Uganda coffee farmers could produce 40 million bags by 2030
A Ugandan coffee executive says 3.5 million smallholders could reach 40 million bags by 2030, but only if farm-level fixes finally catch up.

Uganda’s coffee sector is being asked to think far beyond its official 20 million-bag target. A leading coffee executive has argued that 3.5 million smallholder farmers could push output to 40 million bags by 2030 if the right mix of grants, better farm practices, and visible high-yield models is scaled across the country.
That ambition lands against a roadmap that was already bold by Ugandan standards. The Coffee Roadmap, launched in 2017 after a 2014 directive from President Yoweri Museveni, was built around renovating and rehabilitating smallholder farms and lifting production from about 3.5 million 60-kg bags to 20 million by 2030. Earlier planning documents said that if Uganda hit that mark, export earnings could reach about US$1.5 billion to US$2.2 billion, while the gains were meant to improve livelihoods for more than 1.7 million smallholder coffee farmers.

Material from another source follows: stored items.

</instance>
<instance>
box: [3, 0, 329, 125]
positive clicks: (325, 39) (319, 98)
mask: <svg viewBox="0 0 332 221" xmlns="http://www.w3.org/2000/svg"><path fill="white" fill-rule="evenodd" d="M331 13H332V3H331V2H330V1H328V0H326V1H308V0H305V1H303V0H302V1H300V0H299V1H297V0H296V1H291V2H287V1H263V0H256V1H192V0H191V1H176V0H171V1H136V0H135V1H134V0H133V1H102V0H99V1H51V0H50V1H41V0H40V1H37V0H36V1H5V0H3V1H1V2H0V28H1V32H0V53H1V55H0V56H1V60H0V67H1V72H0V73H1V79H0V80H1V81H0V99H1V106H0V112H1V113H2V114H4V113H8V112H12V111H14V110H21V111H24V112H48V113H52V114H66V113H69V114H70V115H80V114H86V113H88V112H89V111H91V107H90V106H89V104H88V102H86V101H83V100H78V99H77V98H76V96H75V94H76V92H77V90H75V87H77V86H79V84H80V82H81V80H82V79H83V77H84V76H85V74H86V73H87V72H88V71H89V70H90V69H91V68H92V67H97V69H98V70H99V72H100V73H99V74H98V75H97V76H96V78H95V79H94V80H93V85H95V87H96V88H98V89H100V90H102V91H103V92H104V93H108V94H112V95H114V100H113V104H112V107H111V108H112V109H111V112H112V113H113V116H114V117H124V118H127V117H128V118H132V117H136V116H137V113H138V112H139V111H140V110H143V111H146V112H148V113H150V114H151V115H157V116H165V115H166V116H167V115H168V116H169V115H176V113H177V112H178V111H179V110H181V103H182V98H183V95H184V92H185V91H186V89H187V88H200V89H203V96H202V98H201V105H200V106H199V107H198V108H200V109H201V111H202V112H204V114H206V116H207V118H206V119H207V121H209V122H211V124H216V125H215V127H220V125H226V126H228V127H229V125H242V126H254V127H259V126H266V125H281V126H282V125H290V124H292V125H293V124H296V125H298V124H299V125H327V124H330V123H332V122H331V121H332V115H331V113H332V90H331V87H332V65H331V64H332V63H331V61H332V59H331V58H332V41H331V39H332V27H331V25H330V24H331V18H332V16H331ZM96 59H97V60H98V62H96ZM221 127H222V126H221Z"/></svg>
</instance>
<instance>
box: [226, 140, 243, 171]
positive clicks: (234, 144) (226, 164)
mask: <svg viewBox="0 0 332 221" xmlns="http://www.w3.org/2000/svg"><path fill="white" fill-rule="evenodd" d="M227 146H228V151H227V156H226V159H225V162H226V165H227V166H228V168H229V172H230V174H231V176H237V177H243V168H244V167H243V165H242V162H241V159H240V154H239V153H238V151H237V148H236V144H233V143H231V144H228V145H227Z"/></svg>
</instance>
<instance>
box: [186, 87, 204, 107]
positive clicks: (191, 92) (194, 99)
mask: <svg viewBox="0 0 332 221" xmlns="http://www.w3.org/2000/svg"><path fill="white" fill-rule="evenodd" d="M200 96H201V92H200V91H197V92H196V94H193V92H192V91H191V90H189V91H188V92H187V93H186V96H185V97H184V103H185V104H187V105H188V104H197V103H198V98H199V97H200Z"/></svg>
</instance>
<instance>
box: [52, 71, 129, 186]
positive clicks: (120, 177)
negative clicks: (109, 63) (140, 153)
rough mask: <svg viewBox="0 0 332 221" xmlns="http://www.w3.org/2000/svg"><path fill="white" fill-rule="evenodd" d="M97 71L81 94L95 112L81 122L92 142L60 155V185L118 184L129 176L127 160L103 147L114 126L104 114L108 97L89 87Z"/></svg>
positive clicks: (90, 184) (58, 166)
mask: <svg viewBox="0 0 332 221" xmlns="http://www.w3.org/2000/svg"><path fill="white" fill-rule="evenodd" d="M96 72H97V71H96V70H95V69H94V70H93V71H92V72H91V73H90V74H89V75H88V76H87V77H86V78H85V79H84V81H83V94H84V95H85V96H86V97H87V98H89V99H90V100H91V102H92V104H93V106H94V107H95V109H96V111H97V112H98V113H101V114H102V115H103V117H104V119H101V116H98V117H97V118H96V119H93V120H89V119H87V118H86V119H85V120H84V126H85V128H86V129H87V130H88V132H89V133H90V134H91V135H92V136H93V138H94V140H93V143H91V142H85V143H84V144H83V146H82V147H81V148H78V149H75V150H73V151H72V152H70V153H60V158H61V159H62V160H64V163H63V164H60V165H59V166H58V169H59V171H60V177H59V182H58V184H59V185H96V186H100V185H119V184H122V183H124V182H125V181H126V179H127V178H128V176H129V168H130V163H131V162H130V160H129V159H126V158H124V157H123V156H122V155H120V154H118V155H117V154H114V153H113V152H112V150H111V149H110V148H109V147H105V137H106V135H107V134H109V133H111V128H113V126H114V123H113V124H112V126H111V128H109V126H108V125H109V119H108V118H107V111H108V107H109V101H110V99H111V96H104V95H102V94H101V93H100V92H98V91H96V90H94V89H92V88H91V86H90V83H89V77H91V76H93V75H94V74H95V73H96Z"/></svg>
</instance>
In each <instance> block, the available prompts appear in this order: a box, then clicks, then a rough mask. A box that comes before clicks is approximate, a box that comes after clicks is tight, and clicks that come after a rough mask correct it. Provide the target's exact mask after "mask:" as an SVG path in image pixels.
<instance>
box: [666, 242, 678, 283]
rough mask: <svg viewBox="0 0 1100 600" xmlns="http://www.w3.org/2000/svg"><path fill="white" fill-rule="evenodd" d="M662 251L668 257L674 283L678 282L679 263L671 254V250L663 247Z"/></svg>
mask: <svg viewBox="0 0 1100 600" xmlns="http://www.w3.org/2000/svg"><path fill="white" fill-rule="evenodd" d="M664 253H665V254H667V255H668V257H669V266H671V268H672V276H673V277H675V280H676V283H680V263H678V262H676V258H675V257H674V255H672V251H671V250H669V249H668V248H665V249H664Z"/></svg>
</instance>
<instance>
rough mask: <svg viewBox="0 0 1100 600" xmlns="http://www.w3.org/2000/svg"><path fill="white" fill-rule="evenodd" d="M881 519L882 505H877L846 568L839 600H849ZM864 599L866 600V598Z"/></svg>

The gap between the plan and the field is still the real story. Uganda produced about 9.3 million 60-kg bags in FY 2024/25, up from 7.75 million bags in FY 2019/20, according to the agriculture ministry. State House said coffee export value climbed from US$845 million in FY 2022/23 to US$1.144 billion in FY 2023/24, showing that the sector is moving, but still far short of the scale implied by 20 million bags, let alone 40 million.
Recent government actions have focused on the basics that determine whether yield gains stick. Officials said more than 85 million coffee seedlings were supplied, more than 15 million old trees were stumped out, 150,000 bags of organic fertiliser were distributed, and disease-resistant varieties were promoted. The National Coffee Amendment Bill, signed into law on December 23, 2024, folded the Uganda Coffee Development Authority into the Ministry of Agriculture, Animal Industry and Fisheries as part of a wider sector reset.

That makes the next phase less about slogans than about farm economics. Uganda remains Africa’s leading coffee exporter, and coffee supports more than 1.7 million households, with some estimates putting the rural reach closer to 1.8 million. Reaching 40 million bags would demand more than optimism: it would require better inputs, stronger training, financing that reaches smallholders, reliable planting material, and processing quality that can keep pace with the volume. Without that, the sector’s highest projections risk staying on paper while the farm gate does the hard math.